Implementation approach
SHAPES used a facilitative, as opposed to directive approach, which previous studies have shown to be effective [33–35]. Interventionists interacted with the teachers in multiple ways to increase teachers’ capacity to implement the intervention components. The partnership included five types of technical assistance interactions between interventionists and teachers: initial trainings, group workshops, site visits, self-assessment, and newsletters and website. The evolution of the intervention approach is described in Fig. 1.
Initial trainings
Interventionists conducted initial, on-site trainings with teachers during Year 1. The 2- to 3-h introductory trainings were scheduled at a convenient time and held with teachers at their schools. Interventionists provided background information about physical activity, described the intervention components and provided examples, discussed perceived barriers, and distributed physical activity supplies and materials.
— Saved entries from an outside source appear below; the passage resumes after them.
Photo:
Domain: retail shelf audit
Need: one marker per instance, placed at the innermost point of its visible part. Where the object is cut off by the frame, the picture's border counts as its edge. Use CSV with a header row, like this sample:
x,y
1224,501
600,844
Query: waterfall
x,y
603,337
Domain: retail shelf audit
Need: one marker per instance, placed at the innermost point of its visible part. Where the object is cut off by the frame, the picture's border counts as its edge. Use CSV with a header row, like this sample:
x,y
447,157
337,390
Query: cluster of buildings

Interventionists met with new teachers for similar introductory trainings throughout the 3 years.
Group workshops
In addition to the initial site-based trainings, the interventionists conducted seven group workshops throughout the intervention. Workshops were held in the evenings or on Saturdays, by teacher request. Most workshops offered two training date options to accommodate teachers’ schedules. Workshop participants received a healthy meal, a gift card incentive and childcare. The goal of the workshops was to deliver physical activity knowledge and skills so that teachers could create their own physical activity opportunities in their classrooms. Training topics were developed based on interactions with and feedback from teachers and reports from formative process observations that identified skill areas that needed further development. After the first year, through observations and feedback, interventionists recognized that teachers lacked understanding of high-quality physical activity, especially moderate-to-vigorous physical activity (MVPA). Year 2 and 3 workshops focused on changing teachers’ perceptions of physical activity. Open-ended responses on anonymous evaluations indicated that teachers enjoyed the workshops, valued learning from other teachers (e.g. ‘Sharing is what it’s all about’) and appreciated receiving new activities and strategies (e.g. ‘I learn something new every time’).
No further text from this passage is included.